Benjamin Spector has worked as a software product development professional and project manager for over 20 years.  For 4 of his last 9 years at Autodesk, Inc., he has worked as a scrum master for several teams and as a full-time agile coach introducing and supporting agile practices throughout the organization. Reach out to him on Linkedin


Don Reinertsen’s Cost of Delay Intuition Exercise – a facilitator’s guide

Estimated Reading Time: 3 minutes


Don Reinertsen frequently talks about how surprised teams are when they first try to quantify the cost of delay on one of their projects/programs and an exercise he runs to help surface the wide range of intuitive estimates of the cost of delay amongst the team and how a little bit of analysis can help get a much better figure. Inspired by my “Cost of Delay”-themed last week (when I had a hefty amount of Don time spiced up by meeting Joshua Arnold face to face and spending some time with him) I decided to bring the Cost of Delay topic more explicitly into a management thinking workshop I had with a HW/SW Product Development company this week. When I tweeted about the experience it got a couple of retweets as well as a request for more details.

I couldn’t find a canonical description of the exercise so here is a short facilitation guide below. I hope this helps. And again, to be clear, this is just going through what I learned from Donald Reinertsen in the Lean Product Development 2nd Generation workshop last week.

Running the Cost of Delay Intuition Exercise

After spending a bit of time explaining the need and potential for thinking about product development as a flow-based design factory I explained the need to quantify the Cost of Delay in order to be able to effectively weigh the tradeoff of things like Holding Cost and Transaction cost when deciding upon Batch Size. I mentioned Don’s results when asking teams what would be the Cost of a 1-month Delay on one of their programs and asked them if they want to try that exercise themselves. They were quite enthusiastic to try.

We chose a relatively big project in their portfolio. We had the finance people in the room so it was easy to get the projected total life-cycle profit for that project which was
around 16M$. I then made sure we all understand the scenario – the product will be delivered and available for the customers to integrate one month later than originally planned for.I DIDN’T hold any discussion with them about profit curves over time etc. since I wanted them to think fresh of their own assumptions.

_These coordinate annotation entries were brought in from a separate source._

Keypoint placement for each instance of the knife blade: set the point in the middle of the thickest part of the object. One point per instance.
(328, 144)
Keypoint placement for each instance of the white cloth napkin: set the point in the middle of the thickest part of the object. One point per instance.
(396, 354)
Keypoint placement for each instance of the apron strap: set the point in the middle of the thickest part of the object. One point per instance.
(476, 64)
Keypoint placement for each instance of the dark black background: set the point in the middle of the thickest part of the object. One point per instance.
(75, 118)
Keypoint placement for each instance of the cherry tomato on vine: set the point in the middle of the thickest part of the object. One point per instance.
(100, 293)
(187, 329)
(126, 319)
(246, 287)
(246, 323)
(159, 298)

I then asked each participant to think what the impact would be on the total life-cycle profit and write the answer to himself without sharing or consulting with his peers. We then collected the results by doing a round-robin poll of the group. The range was 0-16M$ (How’s that for a wide range???) with most answers ranging between 15

0K and 2M$. So even ruling out the 0 the range was 1-100. At that point we asked some of the extremes to explain their assumptions and way of thinking and I drew some accumulated cost of delay  curves to help picture the different alternatives.

After a bit of discussion it became clear that the 16M$ was based on a “lose the opportunity window entirely” which can happen if you’re aiming for a big design win without any other market opportunities for that product (Think aiming to deliver the iPhone display and delivering late… ). This came from one of the senior guys in the room. The other extreme of zero impact basically assumed that the sales/evaluations ramp-up was slow anyhow and they could make do with hand-waving and expectations management to avoid losing any deals due to the delay. The finance and product management people estimated the number to be around 1-2M$.

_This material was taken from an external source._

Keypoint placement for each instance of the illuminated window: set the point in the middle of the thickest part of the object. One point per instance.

That was it. The exercise took around 15-30 minutes I believe and was well worth the time. In the retrospective at the end of the two days Cost of Delay was mentioned as one of the A-Ha moments. I found that having this discussion was also a great way for me to gain insight into their ecosystem and way of working. It surfaced issues around customer expectations and interfaces very quickly.

I’m glad I used this exercise and will probably use it often moving forward.